Creative Loafing: When and how did The Chuckleheads get started?

Scott Pacitti: I personally have been in improv for about eight years now. I got started locally here in Charlotte, and this was actually my second group. The first group I had was back in 2004, and it was called The Pink Turtle Sketchprov Experience. I took a break from it for about a year in 2005, and then I started meeting people who shared the love of improv. Little by little, I formed this new group. We started with our first show in October of 2007. This group just came about because I met a lot of really great people who loved improv as much as I did and who were very talented.

How many people are in the group now?

Technically, if everybody showed up at the same time, which rarely ever happens, I think we have about 13 folks altogether who perform in different shows.

Tell me about the improv shows.

Basically, how I work the shows is that I'll usually come up with a list of improv games, much like you would see on shows like Whose Line Is It Anyway? A lot of them we have done before, but some of them are fairly new, which really gets the improvisers excited. Beyond that, we rehearse, but it's not like we do the exact things we're going to do onstage, because that's impossible since we rely on suggestions from the audience and they're obviously going to give us different ones. So that's the exciting thing. That's what keeps everything fresh. You may have played a game tens of hundreds of times, but with the new suggestions from the audience, there are an infinite amount of possibilities.

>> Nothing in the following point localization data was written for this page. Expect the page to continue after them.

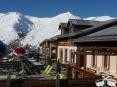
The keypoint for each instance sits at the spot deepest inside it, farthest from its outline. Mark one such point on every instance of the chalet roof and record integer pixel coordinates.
(50, 40)
(108, 34)
(91, 30)
(83, 22)
(62, 25)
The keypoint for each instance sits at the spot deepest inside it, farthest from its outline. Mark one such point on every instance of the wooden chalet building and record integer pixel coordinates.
(49, 48)
(97, 52)
(69, 31)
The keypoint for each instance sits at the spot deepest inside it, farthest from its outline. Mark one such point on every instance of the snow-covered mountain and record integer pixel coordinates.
(99, 18)
(33, 30)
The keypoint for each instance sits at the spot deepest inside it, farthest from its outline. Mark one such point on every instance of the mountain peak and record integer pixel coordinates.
(67, 15)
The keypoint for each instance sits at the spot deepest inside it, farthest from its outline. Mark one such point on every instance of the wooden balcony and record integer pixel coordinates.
(84, 73)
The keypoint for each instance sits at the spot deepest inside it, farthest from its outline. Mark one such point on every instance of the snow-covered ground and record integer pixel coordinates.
(33, 30)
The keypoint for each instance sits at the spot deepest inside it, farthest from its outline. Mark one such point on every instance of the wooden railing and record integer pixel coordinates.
(85, 73)
(48, 83)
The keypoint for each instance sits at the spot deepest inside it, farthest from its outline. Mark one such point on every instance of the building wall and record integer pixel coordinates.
(63, 48)
(113, 64)
(100, 64)
(88, 61)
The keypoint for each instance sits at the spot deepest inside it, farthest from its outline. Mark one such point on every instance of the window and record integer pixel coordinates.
(65, 55)
(106, 62)
(72, 51)
(94, 61)
(61, 54)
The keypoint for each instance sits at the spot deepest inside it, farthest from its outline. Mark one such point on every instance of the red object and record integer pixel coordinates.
(20, 50)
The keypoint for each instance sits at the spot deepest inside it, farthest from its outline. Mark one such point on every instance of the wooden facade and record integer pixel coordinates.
(49, 49)
(98, 52)
(67, 49)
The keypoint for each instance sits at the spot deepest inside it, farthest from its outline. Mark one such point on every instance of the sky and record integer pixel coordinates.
(50, 8)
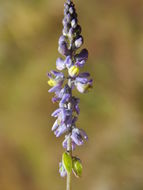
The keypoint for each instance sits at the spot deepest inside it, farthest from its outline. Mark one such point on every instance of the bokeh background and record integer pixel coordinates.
(111, 114)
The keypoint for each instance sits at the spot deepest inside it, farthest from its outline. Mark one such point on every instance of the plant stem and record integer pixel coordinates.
(69, 149)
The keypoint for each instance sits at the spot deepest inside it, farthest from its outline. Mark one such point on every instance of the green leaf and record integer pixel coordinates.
(67, 162)
(77, 167)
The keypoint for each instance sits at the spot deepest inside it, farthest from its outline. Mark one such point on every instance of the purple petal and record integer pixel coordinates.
(61, 130)
(65, 98)
(55, 125)
(56, 113)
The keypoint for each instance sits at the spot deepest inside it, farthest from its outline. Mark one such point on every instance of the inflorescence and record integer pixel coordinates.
(62, 84)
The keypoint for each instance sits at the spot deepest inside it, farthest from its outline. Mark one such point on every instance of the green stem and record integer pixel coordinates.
(69, 149)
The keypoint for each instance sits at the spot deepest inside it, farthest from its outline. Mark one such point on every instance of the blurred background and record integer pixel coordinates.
(111, 114)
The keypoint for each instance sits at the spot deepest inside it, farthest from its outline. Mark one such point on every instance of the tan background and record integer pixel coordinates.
(111, 114)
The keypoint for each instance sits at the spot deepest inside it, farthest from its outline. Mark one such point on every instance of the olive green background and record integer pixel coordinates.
(111, 113)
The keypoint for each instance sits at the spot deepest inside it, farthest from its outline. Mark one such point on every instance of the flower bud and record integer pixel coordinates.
(77, 167)
(67, 162)
(79, 42)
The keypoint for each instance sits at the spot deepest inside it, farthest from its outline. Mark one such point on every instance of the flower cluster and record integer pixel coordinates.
(62, 85)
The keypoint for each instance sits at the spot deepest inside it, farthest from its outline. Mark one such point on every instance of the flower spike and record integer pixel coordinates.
(67, 114)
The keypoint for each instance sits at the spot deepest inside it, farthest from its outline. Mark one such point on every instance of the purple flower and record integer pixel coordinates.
(62, 170)
(62, 84)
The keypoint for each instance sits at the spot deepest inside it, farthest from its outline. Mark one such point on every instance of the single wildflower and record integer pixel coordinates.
(67, 113)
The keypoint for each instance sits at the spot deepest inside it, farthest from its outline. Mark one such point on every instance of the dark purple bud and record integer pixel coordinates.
(74, 23)
(63, 49)
(71, 10)
(83, 55)
(82, 80)
(55, 88)
(61, 130)
(68, 61)
(76, 137)
(62, 39)
(65, 98)
(65, 143)
(78, 30)
(62, 170)
(55, 99)
(57, 74)
(83, 134)
(68, 17)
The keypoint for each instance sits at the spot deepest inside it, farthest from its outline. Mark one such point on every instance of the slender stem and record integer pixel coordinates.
(69, 143)
(68, 181)
(69, 149)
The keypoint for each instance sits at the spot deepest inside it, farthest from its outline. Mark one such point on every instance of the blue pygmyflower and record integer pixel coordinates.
(62, 85)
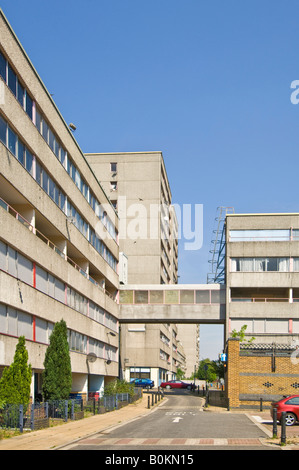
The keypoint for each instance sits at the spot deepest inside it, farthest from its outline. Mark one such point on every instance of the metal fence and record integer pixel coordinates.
(40, 415)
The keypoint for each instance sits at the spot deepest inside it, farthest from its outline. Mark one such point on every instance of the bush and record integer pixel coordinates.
(119, 386)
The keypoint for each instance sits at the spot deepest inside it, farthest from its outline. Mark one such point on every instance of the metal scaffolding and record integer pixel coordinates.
(217, 274)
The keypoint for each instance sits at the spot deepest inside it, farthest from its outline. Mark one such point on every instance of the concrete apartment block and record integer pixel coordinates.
(262, 275)
(53, 262)
(139, 189)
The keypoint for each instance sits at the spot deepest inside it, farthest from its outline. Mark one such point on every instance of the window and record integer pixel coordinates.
(260, 264)
(29, 105)
(21, 94)
(21, 152)
(3, 67)
(12, 80)
(29, 161)
(259, 235)
(12, 141)
(3, 127)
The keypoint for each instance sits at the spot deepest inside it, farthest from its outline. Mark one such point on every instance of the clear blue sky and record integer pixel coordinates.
(205, 82)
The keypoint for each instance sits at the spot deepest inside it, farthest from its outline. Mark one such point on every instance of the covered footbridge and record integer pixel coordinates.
(176, 303)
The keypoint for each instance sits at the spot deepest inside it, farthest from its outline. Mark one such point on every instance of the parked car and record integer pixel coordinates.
(175, 384)
(290, 405)
(144, 383)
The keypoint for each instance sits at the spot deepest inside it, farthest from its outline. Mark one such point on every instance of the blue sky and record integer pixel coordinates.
(205, 82)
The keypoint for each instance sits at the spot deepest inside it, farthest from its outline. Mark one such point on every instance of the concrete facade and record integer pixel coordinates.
(262, 274)
(138, 187)
(53, 262)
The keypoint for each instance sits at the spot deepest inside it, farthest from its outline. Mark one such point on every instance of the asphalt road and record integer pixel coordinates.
(179, 425)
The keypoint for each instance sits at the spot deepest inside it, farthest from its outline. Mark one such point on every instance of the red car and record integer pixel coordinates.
(290, 405)
(175, 384)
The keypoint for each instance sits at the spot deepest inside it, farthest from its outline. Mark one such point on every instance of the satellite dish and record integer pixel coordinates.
(91, 357)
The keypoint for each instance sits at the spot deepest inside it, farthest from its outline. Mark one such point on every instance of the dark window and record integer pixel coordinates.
(21, 93)
(12, 80)
(29, 104)
(293, 401)
(29, 160)
(3, 67)
(3, 127)
(12, 141)
(21, 152)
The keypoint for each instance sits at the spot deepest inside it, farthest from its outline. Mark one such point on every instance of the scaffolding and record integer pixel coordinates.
(217, 261)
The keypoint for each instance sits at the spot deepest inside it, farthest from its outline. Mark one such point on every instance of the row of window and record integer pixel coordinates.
(20, 92)
(12, 81)
(265, 325)
(19, 266)
(264, 264)
(274, 235)
(13, 142)
(171, 296)
(17, 323)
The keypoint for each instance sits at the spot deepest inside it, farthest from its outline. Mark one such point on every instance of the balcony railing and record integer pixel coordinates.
(264, 299)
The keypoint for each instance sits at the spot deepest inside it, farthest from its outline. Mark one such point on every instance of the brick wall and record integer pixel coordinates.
(250, 377)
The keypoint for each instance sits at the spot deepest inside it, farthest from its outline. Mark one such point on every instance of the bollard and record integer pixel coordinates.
(283, 436)
(21, 418)
(65, 410)
(274, 432)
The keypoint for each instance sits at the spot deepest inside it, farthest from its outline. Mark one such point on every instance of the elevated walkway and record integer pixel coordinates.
(176, 303)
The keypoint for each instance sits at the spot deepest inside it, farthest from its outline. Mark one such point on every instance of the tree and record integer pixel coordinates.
(206, 371)
(180, 374)
(16, 379)
(57, 375)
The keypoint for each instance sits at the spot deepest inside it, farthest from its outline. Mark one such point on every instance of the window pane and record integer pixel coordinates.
(202, 296)
(272, 264)
(25, 325)
(156, 297)
(12, 325)
(29, 104)
(45, 181)
(3, 67)
(21, 93)
(12, 141)
(3, 250)
(45, 130)
(41, 330)
(21, 152)
(38, 173)
(29, 160)
(25, 269)
(187, 296)
(12, 80)
(3, 319)
(38, 120)
(171, 296)
(3, 127)
(125, 296)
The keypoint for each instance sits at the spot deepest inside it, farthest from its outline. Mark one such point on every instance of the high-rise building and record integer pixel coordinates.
(138, 187)
(262, 274)
(54, 264)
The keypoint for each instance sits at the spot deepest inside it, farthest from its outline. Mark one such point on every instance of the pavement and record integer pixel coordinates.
(59, 436)
(63, 435)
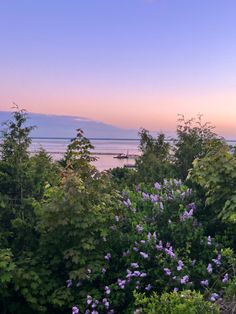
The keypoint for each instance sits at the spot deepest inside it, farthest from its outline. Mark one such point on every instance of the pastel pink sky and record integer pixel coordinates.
(132, 64)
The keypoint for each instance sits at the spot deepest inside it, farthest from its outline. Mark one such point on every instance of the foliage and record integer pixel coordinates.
(155, 161)
(194, 139)
(216, 174)
(184, 302)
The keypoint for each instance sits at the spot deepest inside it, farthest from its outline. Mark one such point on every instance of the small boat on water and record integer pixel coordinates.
(122, 156)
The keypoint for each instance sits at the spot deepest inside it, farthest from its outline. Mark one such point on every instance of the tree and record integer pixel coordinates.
(194, 139)
(155, 162)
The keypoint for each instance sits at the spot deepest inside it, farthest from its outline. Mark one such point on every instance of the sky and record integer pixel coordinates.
(129, 63)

How is the group doing within the Charlotte comedy scene?

We're doing very well. We're slightly different than a lot of groups, because instead of people having to come to us, we don't have one place we perform. We have the flexibility to go to where the audiences are. So, if there's a group of people in a specific community that asks for our services, whether it's a corporate gig -- and we've done shows as varied as children's shows all the way to senior centers -- we go. I call it the home field advantage for the audience. They can feel comfortable with a group of people they're usually around and we'll visit them.

Another thing that makes us slightly different is that we really emphasize audience participation -- and not just asking for suggestions. We love any opportunity to bring the audience up with us. It allows them to get up and perform in front of their friends, colleagues and neighbors. It also makes the audience that much more excited about the show, because they see one of their own up onstage. So at the anniversary show, we'll probably have at least half a dozen or so different games and activities that we're going to use to bring people up onstage with us. We'll be breaking down that fourth wall, where we're not just talking to the audience, we're literally bringing them into our show.